2019年3月30日土曜日

差延化行動の3つの特性

これまで述べてきたように、差延化という行動は、供給者の差し出す「ききめ」、つまり「共効」を素材として、需要者一人ひとりが独自の「ねうち」、つまり「私効」を積極的に創りだそうとする生活行動です。

用語の定義は【
「価値」と「効用」・・・大和言葉で考える!2018年7月20日】参照

その特性は、従来の「価値」受容や「効用」是認といった消費行動を大きく超えた、新たな生活行動として、次のように整理することができるでしょう。

第1は時系列的な「使用価値=ねうち」の変化


一般的にいえば、商品の「価値」や「効用」は買った時が最高で、使っているうちに次第に減少していくものですが、モノの「私効」は、編集、参加、変換、手作りといった創造的な生活行動が重なるにつれて、ますます膨らんでいきます

つまり、差別化や差異化における「価値」や「効用」は、購入時に最高ですが、差延化における「私効」は、需要者の関与が付加される毎に増加していきます。


「有用性」の源泉である「差」は、時間とともに「延長」し「拡大」し続けるのです。

第2は人間とモノの関係の変化


私効が時間とともに増加する可能性を持っている以上、需要者は商品を“消耗”するのではなく、使っている間により深い関係に入っていきます。

つまり、購入した商品を「消費」するのではなく、それと「同化」するのです。

このため、商品を“使用”するという行為は、需要者が商品と「同化」していく、時間的な「関係」に入ことを意味しています。


第3はモノの性格の変化

差延化が拡大していく社会では、商品は万人に共通の「価値」や「効用」から、一人の需要者にとっての「私効“素”に変わっていきます。
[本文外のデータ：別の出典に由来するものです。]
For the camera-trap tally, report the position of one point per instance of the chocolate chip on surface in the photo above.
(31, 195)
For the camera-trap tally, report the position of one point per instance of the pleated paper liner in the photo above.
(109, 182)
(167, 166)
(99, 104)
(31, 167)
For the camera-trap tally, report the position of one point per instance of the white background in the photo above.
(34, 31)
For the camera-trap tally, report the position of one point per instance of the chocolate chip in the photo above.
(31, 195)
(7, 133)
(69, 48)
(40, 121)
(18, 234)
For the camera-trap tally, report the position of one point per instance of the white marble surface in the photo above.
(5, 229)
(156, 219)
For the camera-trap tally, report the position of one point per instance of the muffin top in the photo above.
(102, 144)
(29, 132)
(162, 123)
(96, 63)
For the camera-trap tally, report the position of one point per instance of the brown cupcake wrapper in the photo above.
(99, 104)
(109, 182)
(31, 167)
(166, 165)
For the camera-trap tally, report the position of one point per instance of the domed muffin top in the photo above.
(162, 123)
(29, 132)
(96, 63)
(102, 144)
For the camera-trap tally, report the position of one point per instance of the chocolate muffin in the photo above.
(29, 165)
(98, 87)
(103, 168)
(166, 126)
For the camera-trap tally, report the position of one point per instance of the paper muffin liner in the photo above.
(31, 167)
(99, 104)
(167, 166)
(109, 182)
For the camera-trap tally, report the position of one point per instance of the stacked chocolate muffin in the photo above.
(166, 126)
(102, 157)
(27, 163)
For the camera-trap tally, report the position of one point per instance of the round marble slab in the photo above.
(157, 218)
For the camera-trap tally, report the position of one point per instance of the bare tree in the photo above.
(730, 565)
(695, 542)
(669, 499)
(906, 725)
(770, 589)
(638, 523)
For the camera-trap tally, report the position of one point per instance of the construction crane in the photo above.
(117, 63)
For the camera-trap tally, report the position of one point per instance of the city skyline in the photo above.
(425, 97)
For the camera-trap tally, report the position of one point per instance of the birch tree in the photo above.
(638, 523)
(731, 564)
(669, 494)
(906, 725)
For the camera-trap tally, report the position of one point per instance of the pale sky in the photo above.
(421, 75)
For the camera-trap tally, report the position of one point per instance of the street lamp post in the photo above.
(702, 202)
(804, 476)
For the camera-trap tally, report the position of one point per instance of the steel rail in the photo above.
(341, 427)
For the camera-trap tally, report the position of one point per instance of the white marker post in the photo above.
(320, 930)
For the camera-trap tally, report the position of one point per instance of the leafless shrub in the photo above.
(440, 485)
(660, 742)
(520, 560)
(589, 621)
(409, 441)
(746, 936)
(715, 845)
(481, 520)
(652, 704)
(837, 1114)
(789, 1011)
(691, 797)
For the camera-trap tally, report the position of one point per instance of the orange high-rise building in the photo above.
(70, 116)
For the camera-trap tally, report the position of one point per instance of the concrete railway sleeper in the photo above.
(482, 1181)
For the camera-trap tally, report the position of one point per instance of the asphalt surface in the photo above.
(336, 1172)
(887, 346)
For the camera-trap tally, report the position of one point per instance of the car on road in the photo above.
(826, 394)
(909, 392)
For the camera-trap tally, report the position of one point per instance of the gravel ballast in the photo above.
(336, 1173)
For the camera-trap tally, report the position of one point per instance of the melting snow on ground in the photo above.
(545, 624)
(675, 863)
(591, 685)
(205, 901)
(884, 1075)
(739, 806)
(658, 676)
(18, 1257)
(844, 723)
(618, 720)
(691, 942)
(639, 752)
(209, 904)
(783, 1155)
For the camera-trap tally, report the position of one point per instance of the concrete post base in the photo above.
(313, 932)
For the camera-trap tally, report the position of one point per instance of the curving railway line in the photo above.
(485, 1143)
つまり、消費市場から提供される商品とは、万人にとっての「効用」を示すものではなく、一人の需要者が「私効」を作り出すための“素材”になるのです。

3つの特性によって、差延化という生活行動は、市場社会から押し付けられる「価値」や「効用」を抑制し、需要者自身の生活力を拡大していきます。


 
これにより、生活民の個体性を大きく復活させ、それぞれのアイデンティティーを再生させていく可能性もまた生まれてきます。

さらにいえば、生活民の差延化行動の拡大によって、既成の社会的装置としての消費市場の諸機能は“生活素材”市場へと脱構築されていくことになるでしょう。